UC Berkeley

Abstract : We study the mirror world with dark matter arising from the thermal freeze-out of the lightest, stable mirror particle — the mirror electron. The dark matter abundance is achieved for mirror electrons of mass 225 GeV, fixing the mirror electroweak scale near 108 GeV. This highly predictive scenario is realized by an axion that acts as a portal between the two sectors through its coupling to the QCD and mirror QCD sectors. The axion is more massive than the standard QCD axion due to additional contributions from mirror strong dynamics. Still, the strong CP problem is solved by this ‘heavy’ axion due to the alignment of the QCD and mirror QCD potentials. Mirror entropy is transferred into the Standard Model sector via the axion portal, which alleviates overproduction of dark radiation from mirror glueball decays.
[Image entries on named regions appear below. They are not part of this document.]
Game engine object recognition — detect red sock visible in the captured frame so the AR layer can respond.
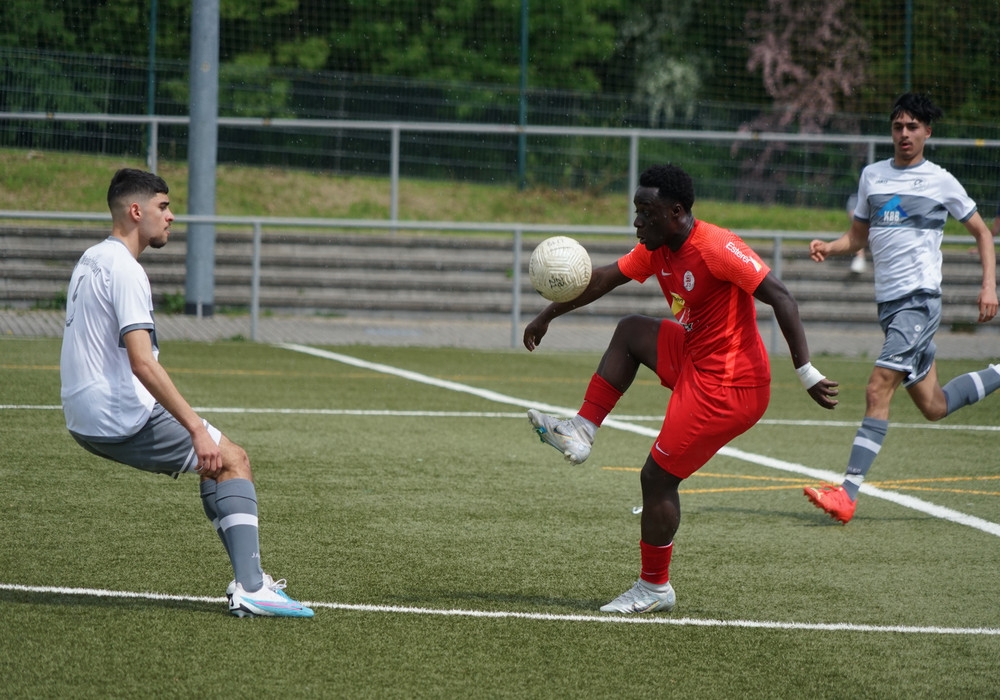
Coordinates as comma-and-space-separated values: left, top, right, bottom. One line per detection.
580, 372, 622, 427
639, 540, 674, 584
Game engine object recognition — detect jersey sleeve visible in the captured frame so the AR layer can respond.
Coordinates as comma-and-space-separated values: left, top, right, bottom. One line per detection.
703, 224, 771, 295
111, 264, 154, 333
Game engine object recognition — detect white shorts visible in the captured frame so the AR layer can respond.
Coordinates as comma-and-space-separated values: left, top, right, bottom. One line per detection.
70, 404, 222, 479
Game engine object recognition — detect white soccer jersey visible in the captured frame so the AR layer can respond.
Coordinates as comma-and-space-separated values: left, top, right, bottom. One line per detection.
854, 159, 976, 302
59, 237, 159, 439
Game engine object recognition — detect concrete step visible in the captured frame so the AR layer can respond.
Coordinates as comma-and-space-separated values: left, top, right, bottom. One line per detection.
0, 226, 981, 324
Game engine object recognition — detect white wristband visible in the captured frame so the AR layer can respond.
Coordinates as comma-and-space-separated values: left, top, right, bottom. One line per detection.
795, 362, 826, 389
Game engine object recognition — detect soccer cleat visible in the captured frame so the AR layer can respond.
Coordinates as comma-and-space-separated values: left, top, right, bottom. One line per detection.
226, 574, 313, 617
802, 484, 858, 525
601, 579, 677, 613
528, 408, 594, 464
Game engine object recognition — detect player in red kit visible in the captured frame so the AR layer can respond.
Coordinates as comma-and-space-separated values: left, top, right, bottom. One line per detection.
524, 165, 837, 613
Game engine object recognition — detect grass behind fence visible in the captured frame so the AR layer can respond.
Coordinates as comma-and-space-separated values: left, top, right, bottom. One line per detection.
0, 336, 1000, 698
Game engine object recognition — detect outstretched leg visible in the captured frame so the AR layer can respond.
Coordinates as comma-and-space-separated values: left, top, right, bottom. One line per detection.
528, 315, 663, 464
601, 455, 681, 613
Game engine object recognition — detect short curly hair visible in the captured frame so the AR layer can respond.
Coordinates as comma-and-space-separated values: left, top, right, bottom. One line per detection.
889, 92, 944, 125
639, 163, 694, 213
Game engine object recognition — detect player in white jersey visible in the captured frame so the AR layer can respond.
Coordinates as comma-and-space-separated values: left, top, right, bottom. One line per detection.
805, 93, 1000, 523
60, 169, 313, 617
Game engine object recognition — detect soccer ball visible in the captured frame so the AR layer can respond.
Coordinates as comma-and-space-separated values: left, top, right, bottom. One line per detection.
528, 236, 592, 301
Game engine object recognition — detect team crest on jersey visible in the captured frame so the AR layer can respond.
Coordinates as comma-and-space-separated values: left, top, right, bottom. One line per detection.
875, 196, 907, 226
726, 241, 760, 272
670, 292, 684, 318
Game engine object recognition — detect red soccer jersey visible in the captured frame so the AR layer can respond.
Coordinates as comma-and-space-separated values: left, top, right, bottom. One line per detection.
618, 221, 771, 386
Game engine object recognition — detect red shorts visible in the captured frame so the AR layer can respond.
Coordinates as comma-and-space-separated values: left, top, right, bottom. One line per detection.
650, 321, 771, 479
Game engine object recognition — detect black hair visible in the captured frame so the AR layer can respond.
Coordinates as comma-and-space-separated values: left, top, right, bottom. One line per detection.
889, 92, 944, 126
108, 168, 170, 211
639, 163, 694, 214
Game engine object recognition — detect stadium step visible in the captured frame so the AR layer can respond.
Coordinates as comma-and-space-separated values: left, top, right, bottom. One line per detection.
0, 226, 981, 325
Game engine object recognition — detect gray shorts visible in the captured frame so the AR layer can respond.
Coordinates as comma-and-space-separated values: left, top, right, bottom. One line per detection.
875, 292, 941, 387
70, 404, 222, 479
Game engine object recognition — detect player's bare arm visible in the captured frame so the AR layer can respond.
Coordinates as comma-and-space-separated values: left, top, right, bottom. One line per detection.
754, 272, 839, 409
522, 262, 630, 351
964, 212, 997, 323
125, 329, 222, 477
809, 219, 868, 262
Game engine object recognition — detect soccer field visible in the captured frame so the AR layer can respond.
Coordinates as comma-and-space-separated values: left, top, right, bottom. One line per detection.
0, 338, 1000, 698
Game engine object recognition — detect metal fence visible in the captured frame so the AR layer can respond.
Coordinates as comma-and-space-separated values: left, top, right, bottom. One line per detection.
0, 112, 1000, 217
0, 206, 968, 352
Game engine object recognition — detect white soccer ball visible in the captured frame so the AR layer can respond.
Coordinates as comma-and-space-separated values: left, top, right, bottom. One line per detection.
528, 236, 593, 301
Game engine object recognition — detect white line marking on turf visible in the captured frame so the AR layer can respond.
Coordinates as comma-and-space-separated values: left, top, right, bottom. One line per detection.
0, 583, 1000, 637
277, 343, 1000, 537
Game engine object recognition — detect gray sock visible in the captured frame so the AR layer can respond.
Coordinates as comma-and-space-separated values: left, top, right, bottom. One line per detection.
200, 479, 229, 554
844, 417, 889, 501
942, 365, 1000, 416
215, 479, 264, 592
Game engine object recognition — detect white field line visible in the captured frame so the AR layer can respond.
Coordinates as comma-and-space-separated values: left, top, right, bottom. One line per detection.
278, 343, 1000, 537
7, 400, 1000, 435
0, 583, 1000, 637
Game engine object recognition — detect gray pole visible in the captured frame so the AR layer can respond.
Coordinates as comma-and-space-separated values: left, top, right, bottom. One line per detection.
184, 0, 219, 317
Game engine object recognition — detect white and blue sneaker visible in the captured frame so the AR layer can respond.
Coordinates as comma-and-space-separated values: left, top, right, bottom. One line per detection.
226, 574, 313, 617
528, 408, 597, 464
601, 579, 677, 613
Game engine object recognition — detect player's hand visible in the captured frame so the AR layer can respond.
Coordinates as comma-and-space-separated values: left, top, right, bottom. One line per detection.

This mirror scenario has a variety of signals: (1) primordial gravitational waves from the first-order mirror QCD phase transition occurring at a temperature near 35 GeV, (2) effects on large-scale structure from dark matter self-interactions from mirror QED, (3) dark radiation affecting the cosmic microwave background, and (4) the rare kaon decay, K+ → (π+ + axion). The first two signals do not depend on any fundamental free parameters of the theory while the latter two depend on a single free parameter, the axion decay constant.